Les syndicats, le gouvernement renonce à passer en force

L’édile rétorque que les syndicats n’ont de cesse de s’opposer au RN…

Cela démontre que leur problème est l’indépendance syndicale. C’est pourtant un fondement de notre démocratie et un principe majeur du droit international du travail. Oui, les syndicats doivent pouvoir critiquer un parti, un gouvernement, un patron. C’est une de nos libertés constitutionnelles. Le RN confirme qu’il est un adversaire de la démocratie et un allié fidèle du capital. L’extrême droite a d’ailleurs voté avec « Les Républicains » et les macronistes pour tenter de nous voler le 1er-Mai.

En 1936, le 1er-Mai, plusieurs grèves reconductibles sont lancées. Cet élan contribuera à la victoire du Front populaire le 3 mai et aux accords de Matignon. Quatre-vingt-dix ans plus tard, quelles leçons en tire la CGT ?

D’abord les ingrédients pour gagner : l’unité et la mobilisation. Les conquêtes sociales ont toujours été arrachées par la lutte. Penser qu’on peut battre l’extrême droite seulement avec un grand discours sur les valeurs républicaines est un leurre. En 1936, nous n’avons pas eu Hitler mais le Front populaire parce que la gauche était unie et porteuse d’une alternative sociale.

Aujourd’hui, nous avons besoin de perspectives de rupture avec cette longue nuit macroniste. La gauche doit redevenir le parti de la classe du travail. 1936, c’est avant tout la bataille pour les congés payés, c’est-à-dire le temps libéré. Être payé sans travailler semblait inaccessible, une hérésie pour les patrons. La conquête du temps libéré et rémunéré a été une immense émancipation. Notre horizon n’est pas de travailler toujours plus, pour consommer plus, et polluer plus. Au contraire, le progrès technologique doit permettre la réduction du temps de travail sans perte de salaire.

La menace de l’extrême droite est-elle comparable à celle de 1936 ?

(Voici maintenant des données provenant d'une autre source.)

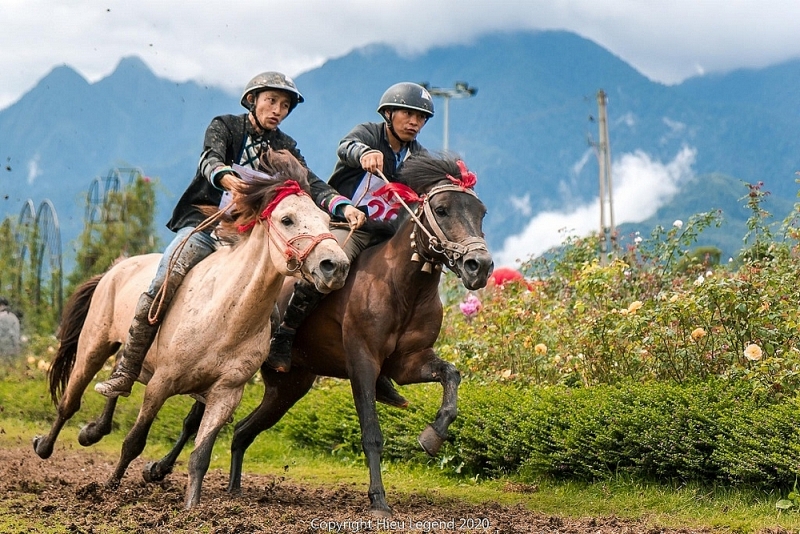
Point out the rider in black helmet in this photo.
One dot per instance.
(230, 139)
(405, 108)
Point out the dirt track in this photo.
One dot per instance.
(66, 493)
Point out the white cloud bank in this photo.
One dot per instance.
(640, 186)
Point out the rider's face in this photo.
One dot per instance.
(408, 123)
(272, 107)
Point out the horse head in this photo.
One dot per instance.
(296, 226)
(449, 219)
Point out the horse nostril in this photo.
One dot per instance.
(471, 266)
(328, 267)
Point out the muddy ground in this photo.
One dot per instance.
(65, 493)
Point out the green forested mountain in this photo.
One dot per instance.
(523, 133)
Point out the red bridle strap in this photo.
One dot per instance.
(290, 187)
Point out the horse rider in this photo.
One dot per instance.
(368, 148)
(268, 98)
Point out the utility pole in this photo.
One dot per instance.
(461, 90)
(608, 232)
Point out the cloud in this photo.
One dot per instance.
(666, 41)
(33, 169)
(641, 185)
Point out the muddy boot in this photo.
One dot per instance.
(140, 337)
(386, 393)
(302, 302)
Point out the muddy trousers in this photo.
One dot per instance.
(302, 302)
(305, 299)
(142, 333)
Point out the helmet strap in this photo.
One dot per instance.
(253, 113)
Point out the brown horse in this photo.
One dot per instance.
(216, 335)
(383, 322)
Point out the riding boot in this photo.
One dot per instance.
(302, 302)
(140, 337)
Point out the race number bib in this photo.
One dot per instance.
(378, 207)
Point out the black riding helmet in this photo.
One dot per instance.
(406, 95)
(270, 80)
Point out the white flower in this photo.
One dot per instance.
(753, 352)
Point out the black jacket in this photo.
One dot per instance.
(223, 145)
(364, 137)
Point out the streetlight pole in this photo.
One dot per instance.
(461, 90)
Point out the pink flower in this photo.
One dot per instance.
(471, 306)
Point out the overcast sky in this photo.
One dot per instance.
(226, 43)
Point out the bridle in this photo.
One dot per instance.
(295, 256)
(438, 243)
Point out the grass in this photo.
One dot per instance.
(27, 411)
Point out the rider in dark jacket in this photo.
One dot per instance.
(230, 139)
(369, 147)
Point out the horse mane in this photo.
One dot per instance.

Elle est tout aussi dangereuse. Aujourd’hui, elle contrôle la première puissance mondiale, les Gafam, de nombreux médias, une partie de l’IA et du capital, et s’organise à l’échelle mondiale. Les guerres se multiplient et nos institutions internationales sont fragilisées. Quels points communs entre Poutine, Trump et Netanyahou ? Ils sont d’extrême droite, bombardent des civils et démantèlent le droit international pour le remplacer par la loi du plus fort, ou plutôt du plus riche. Le RN n’a jamais renié les positions négationnistes et antisémites de ses fondateurs. La CGT ne renverra jamais dos à dos l’extrême droite avec un quelconque autre parti.

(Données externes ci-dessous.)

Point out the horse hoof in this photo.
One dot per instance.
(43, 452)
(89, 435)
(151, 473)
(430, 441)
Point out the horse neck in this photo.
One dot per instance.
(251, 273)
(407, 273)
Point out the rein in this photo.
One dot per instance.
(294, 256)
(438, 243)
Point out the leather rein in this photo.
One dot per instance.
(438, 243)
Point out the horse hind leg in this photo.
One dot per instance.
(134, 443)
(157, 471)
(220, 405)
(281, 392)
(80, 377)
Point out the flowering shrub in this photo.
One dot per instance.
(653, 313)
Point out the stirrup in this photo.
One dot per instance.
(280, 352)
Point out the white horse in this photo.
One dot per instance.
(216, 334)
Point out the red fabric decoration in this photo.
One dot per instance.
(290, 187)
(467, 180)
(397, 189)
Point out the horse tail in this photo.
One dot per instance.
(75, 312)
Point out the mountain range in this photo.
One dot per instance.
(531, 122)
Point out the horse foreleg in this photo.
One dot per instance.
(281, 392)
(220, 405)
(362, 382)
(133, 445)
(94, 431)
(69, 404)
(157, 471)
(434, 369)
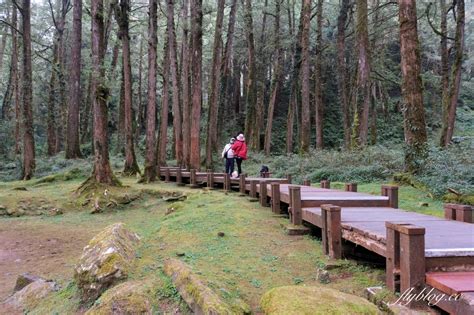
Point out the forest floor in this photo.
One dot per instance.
(254, 255)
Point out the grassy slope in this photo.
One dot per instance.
(254, 255)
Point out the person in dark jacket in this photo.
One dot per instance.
(240, 151)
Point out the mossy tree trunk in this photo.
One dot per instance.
(412, 90)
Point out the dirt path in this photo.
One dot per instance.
(42, 249)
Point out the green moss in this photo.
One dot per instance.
(299, 300)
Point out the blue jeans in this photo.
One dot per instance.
(229, 165)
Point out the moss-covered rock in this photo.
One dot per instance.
(131, 297)
(199, 297)
(105, 261)
(301, 300)
(31, 295)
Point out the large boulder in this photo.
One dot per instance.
(105, 261)
(131, 297)
(302, 300)
(199, 297)
(31, 295)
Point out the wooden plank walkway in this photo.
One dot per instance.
(442, 238)
(413, 244)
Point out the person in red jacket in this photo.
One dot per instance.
(240, 151)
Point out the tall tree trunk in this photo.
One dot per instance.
(163, 135)
(150, 146)
(85, 133)
(196, 14)
(342, 71)
(275, 82)
(122, 14)
(444, 54)
(227, 92)
(176, 106)
(251, 83)
(72, 145)
(141, 118)
(261, 78)
(186, 87)
(451, 99)
(102, 172)
(51, 120)
(27, 82)
(319, 110)
(305, 97)
(362, 101)
(412, 90)
(213, 108)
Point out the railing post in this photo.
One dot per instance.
(263, 194)
(179, 177)
(295, 205)
(192, 178)
(462, 213)
(392, 193)
(332, 239)
(253, 189)
(351, 187)
(210, 178)
(226, 182)
(276, 198)
(167, 175)
(242, 184)
(325, 184)
(405, 255)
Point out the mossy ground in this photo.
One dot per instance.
(254, 255)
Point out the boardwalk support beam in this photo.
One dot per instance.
(405, 257)
(242, 184)
(462, 213)
(263, 193)
(392, 193)
(226, 182)
(295, 211)
(276, 198)
(179, 176)
(167, 175)
(253, 189)
(325, 184)
(192, 178)
(331, 231)
(210, 179)
(351, 187)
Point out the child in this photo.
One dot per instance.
(228, 155)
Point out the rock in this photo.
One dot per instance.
(322, 275)
(105, 261)
(21, 188)
(56, 211)
(131, 297)
(199, 297)
(31, 295)
(23, 280)
(295, 300)
(174, 198)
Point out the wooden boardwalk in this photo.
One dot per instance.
(420, 250)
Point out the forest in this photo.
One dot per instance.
(99, 97)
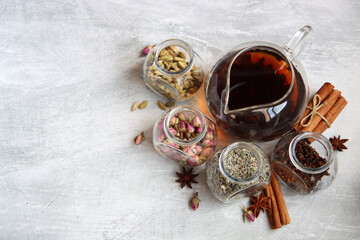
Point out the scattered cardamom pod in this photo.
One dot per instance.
(172, 59)
(146, 50)
(139, 139)
(170, 104)
(134, 106)
(161, 105)
(143, 104)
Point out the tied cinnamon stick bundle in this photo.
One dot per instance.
(322, 110)
(278, 214)
(331, 115)
(323, 92)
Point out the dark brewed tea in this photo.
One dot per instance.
(257, 77)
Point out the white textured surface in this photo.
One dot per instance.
(69, 72)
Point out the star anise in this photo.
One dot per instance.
(186, 178)
(260, 202)
(338, 144)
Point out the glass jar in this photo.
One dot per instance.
(173, 70)
(305, 162)
(185, 135)
(239, 170)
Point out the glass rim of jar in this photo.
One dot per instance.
(324, 142)
(262, 46)
(249, 146)
(185, 108)
(178, 43)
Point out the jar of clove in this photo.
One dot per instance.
(173, 70)
(305, 162)
(239, 170)
(185, 135)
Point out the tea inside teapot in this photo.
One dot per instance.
(257, 77)
(256, 93)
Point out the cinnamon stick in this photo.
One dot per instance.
(331, 115)
(270, 211)
(323, 92)
(330, 101)
(284, 215)
(275, 211)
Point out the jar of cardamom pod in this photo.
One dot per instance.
(241, 169)
(172, 69)
(185, 135)
(305, 162)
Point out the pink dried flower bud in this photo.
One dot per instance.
(196, 122)
(146, 50)
(198, 149)
(195, 202)
(188, 150)
(190, 128)
(206, 153)
(182, 126)
(248, 214)
(173, 131)
(191, 162)
(139, 139)
(209, 143)
(172, 145)
(211, 127)
(161, 136)
(182, 116)
(187, 135)
(209, 135)
(174, 120)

À la différence des patrons ?

Ils semblent développer leurs relations avec le RN. C’est une rupture majeure depuis 1945, l’acte final de la normalisation de l’extrême droite. C’est très grave. Le Medef fait primer ses intérêts économiques sur l’impératif démocratique et prend ainsi la lourde responsabilité de permettre au RN d’arriver au pouvoir par les urnes, ce qui serait inédit en France. Rien n’est écrit d’avance, nous l’avons montré en 2024. La CGT, elle, prendra toujours ses responsabilités pour être au rendez-vous de l’histoire.